Vor allem für Tempelhof stellt sich die Frage: Gab es eine bewusste Entscheidung für die Größe und Proportionierung der Blöcke? Und welches Innenleben haben diese Blöcke?

Silvia Malcovati
Unsere Vorbilder waren die Wettbewerbsergebnisse aus dem Jahr 1910. Dort ist nicht nur der städtische Raum dargestellt, sondern auch die Architektur. Wir haben ziemlich früh festgestellt, dass diese Ebene der Figürlichkeit und Konkretheit der Architektur für uns nicht mehr nötig war. Wir wollten auf keinen Fall festlegen, welche architektonische Form die Stadt haben soll. Gleichzeitig war unser Team sich einig, dass das Ziel räumliche, also dreidimensionale Darstellungen sein sollen.
Wir wollten nicht bei der Darstellung von Diagrammen, Zahlen oder abstrakten Schemata bleiben, sondern städtische Räume bilden, die, ohne sich in die architektonische Detailierung zu verlieren, eine möglichst genaue Stadtsilhouette definieren. Daher haben wir uns für die Technik einer Collage aus Luftbildern entschieden.
Das war keinesfalls selbstverständlich. Vorher haben wir mit unterschiedlichen Formen experimentiert. Die Entscheidung fiel, um einerseits eine gewisse Einheitlichkeit der drei Gebiete zu erzeugen und andererseits, um diese Wirkung der Bilder zu schaffen.

Die Projekte sind relativ unterschiedlich: In Berlin am Südkreuz haben wir absichtlich die Wohnblöcke als extrudierte Baufelder dargestellt. Wir wollten keine klassischen Berliner Wohnhäuser mit Höfen und Randbebauung, sondern einfach potenzielle Baufelder zeigen. Die Wohnhäuser liegen an der S-Bahn, die wir nach Norden verlegt haben. Das schafft eine Insel zwischen S-Bahn und Autobahn. Die S-Bahn verläuft in unseren Plänen parallel zur Autobahn, damit eine Verbindung mit Tempelhof entsteht und eine Vervollständigung dieser Stadtgewebe durch die unterbrochene Infrastruktur ermöglicht wird.
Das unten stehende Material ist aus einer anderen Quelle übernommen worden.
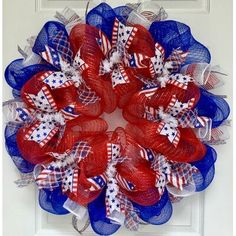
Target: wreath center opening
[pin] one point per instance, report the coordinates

Hier können gemischte Gebäudeformen mit Büros und Werkstätten angedacht werden. Das Ziel war, eine Art übergeordnete Struktur zu schaffen, die nicht nur für Berlin eine Bedeutung hat, sondern auch für Brandenburg. Das Tempelhofer Feld spielt schon eine große Rolle. Natürlich gibt es hier eine Wahrnehmung aus Sicht des Quartiers, aber Leute aus ganz Berlin und Brandenburg verbringen an Wochenenden dort ihre Freizeit. Wir haben versucht diese Rolle zu verstärken, indem wir ein großes öffentliches Gebäude am Rande des Feldes ergänzen. Der Bogen des Flughafens schließt sich im Norden an, die drei Türme im Süden bilden ein Stadttor an der Kreuzung Tempelhofer Damm mit den querenden Bahntrassen.

Die Projekte in Bernau und Schwedt sind dagegen realistischer und konkreter dargestellt. Der Grund hierfür ist der deutlich kleinere Maßstab und die Strategie der Stadtreparatur. Dadurch bekommen die vorgeschlagenen Interventionen Maßstäbe in denen die Projekte einen Schritt weiter typologisch verfeinert werden konnten.

Marcus Nitschke
Vielen Dank für das Gespräch.

 

 

[1] Als Berliner Siedlungsstern wird die planerische Grundlage der Umlandentwicklung Berlins bezeichnet. Der Name Siedlungsstern spielt dabei auf die strahlen- bzw. sternförmige Ausbreitung von Siedlungen von Berlin im brandenburgischen Umland an.